Master of the Rolls

Three sets of rolled and embroidered fabric, on a wave designed background
Three Cromwell Thames Rolls

My Cromwell trilogy stitching project seems to have found a recurring shape: I keep rolling my stitchery.

Rolling started as a practical solution to making the first Wolf Hall quilt: a very long (forty six feet) quilted piece. I had to store it somehow and the best solution was to roll it. Then when I had finished it, and was wondering what have I made? I came to the conclusion that rolling felt entirely natural because I felt strongly that the whole piece should not be visible at once.

A white woman stands in front of a fence, holding a rolled piece of quilting which is predominantly pale grey.
The Rolled Wolf Hall Quilt, August 2021

This is also a play on words. Thomas Cromwell became Master of the Rolls on 8 October 1534, a post he held until 10 July 1536. Hilary Mantel describes it as ‘an ancient judicial office, it commands one of the kingdom’s great secretariats’. (Wolf Hall, ‘The Map of Christendom’); and in this lucrative role Cromwell had access to official records; inked on rolls of parchment.

A black and white illustration of Sir Thomas Cromwell, Knight. Cromwell is seated behind a table, holding a roll of parchment in his hand.
Thomas Cromwell Earl of Essex by Unknown artist, by Wenceslaus Hollar etching,
mid 17th century NPG D9736 © National Portrait Gallery, London.
This work is licenced under *

A couple of weeks ago I went to the National Archives at Kew in order to look at some sixteenth century documents. I ordered up various papers including Cromwell’s ‘remembrances’ or to do lists, some dating from his years with Cardinal Wolsey and some dating from the 1530s when he was high in the King’s favour. These documents were all flat and had been pasted into a book by some 19th century organising hand; but I then had the thrill of opening boxes of rolls.

Two cardboard boxes containing rolls of parchment labelled Henry VIII
Boxes of Henry VIII’s rolls

I was looking for a specific item that I hoped was listed in an inventory roll; I didn’t find it.

I had – optimistically – neglected to take into account two basic facts: firstly, I don’t read Latin, and secondly, Secretary Hand is a challenge to my 21st Century eye. I also hadn’t appreciated how difficult rolls can be to handle. Some are single sheets and can be unrolled very easily, but others are made up of multiple sheets stitched together.

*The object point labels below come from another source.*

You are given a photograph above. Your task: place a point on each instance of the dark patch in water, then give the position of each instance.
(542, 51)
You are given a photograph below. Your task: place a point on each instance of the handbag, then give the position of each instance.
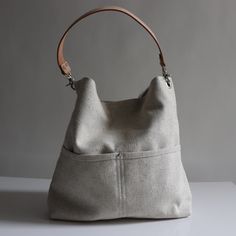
(120, 159)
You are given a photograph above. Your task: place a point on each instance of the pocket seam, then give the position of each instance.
(112, 156)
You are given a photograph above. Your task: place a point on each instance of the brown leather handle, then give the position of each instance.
(64, 65)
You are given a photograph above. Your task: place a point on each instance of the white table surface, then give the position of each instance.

The inventory to which I was particularly drawn defeated me: not only were single sheets stitched together to create one long piece, but in places multiple sheets had been stitched on top of each other. I simply could not work out where the different elements ended or find a way to unroll it without fear of damaging it. So I didn’t gain a full impression of the content – but I did find treasure nonetheless.

An old roll of parchment
I couldn’t find the end of this roll…

I spotted a magnificent “S” – and then another in a different style. Then another… and I started to suspect that the clerk who had the task of writing this document – a very long inventory of property and land – had been bored, and to alleviate that boredom, had started to play a game with his lettering.

Four elaborate S shapes written in ink on parchment
S is for…..

And as I looked for more of these elaborate “S” shapes I had a splendid surprise! A 500-year old face popped out to say hello. The bored clerk had left a gift – but I suspect they did not know that they would make someone laugh centuries later. I salute you, unknown clerk. I hope you and your sense of mischief did well in the 1540s.

A bearded face doodled on a roll of parchment

* Portrait of Thomas Cromwell provided under Creative Commons license as at

4 thoughts on “Master of the Rolls

  1. Hahaha! Some of my pupils do fancy letters and doodles in their class notes. Perhaps they’re descended from this clerk.

    It must have been wonderful to be able to look through some of these rolls. I love looking at old books and manuscripts. The simple fact that they’ve survived to our time is awe-inspiring.

    Liked by 1 person

    1. There is a sort of sense of connection about touching documents, which we don’t get from digital records. Finding this face was such a magical moment; I’m a doodler myself but this clerk was something else! I also had the opportunity to touch some of Cromwell’s own paperwork and handwriting, and that was a very special moment.